Yeni bir yıla dostlarımızla girmekten bu sene de vazgeçmiyoruz...Artık bir klasik haline gelen bizim evdeki yılbaşı daveti için bu sene "İstanbul" gibi bir sofra hazırlamak niyetindeyim. Sofranın, tıpkı yaşadığım ve aşık olduğum şehir İstanbul gibi, hem doğu hem de batının başarılı bir şekilde sentezlendiği, eskiye sahip çıkan, yeniliklere açık, dinamik, tepeler üstünde, bereketli, yeşil, karmaşık ama estetik, şaşırtıcı, ışıltılı ve de tıpkı İstanbul gibi "lezzetli" ve "kimsenin terk etmek istemeyeceği" bir sofra olmasını istiyorum...

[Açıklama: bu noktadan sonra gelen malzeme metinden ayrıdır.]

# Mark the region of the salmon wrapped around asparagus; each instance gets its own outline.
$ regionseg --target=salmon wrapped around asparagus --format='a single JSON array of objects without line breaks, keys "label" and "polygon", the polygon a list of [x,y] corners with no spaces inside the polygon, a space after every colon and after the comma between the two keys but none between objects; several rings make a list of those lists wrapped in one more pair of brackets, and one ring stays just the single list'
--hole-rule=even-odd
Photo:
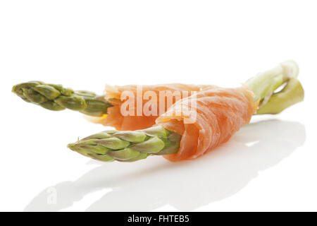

Fotoğraflar: Samir SADIKOĞLU
Yılbaşı hafta arasına denk geldiği için ve de çalışan bir hanım olduğum için hafta sonundan hazırlıklara keyifle başladım. Öncelikle sofrada İstanbul'un ışıltısını yansıtacak ve yılbaşı ruhuna da uygun birçok mum olmalı diye düşünüyorum...Aşağıda gördüğünüz üçlü mum düzenlemesini üçgen formlu tahta tabaklarımı mum tabağı haline getirerek elde ettim. Kraft kağıdı ve doğal rafya ile sardığım farklı renk ve büyüklüklerde mumların etrafına tuzlu kabuklu fındıklar (Zamanı geçtiği için bu fındıkları yiyemedik, ancak bir yerlerde değerlendiririm diye atmamıştım; işte fırsat!), simle kaplanmış minik cevizler ve de kabakgiller familyasından karpuz görünümlü bir sarmaşığın minik meyvelerini yerleştirdim.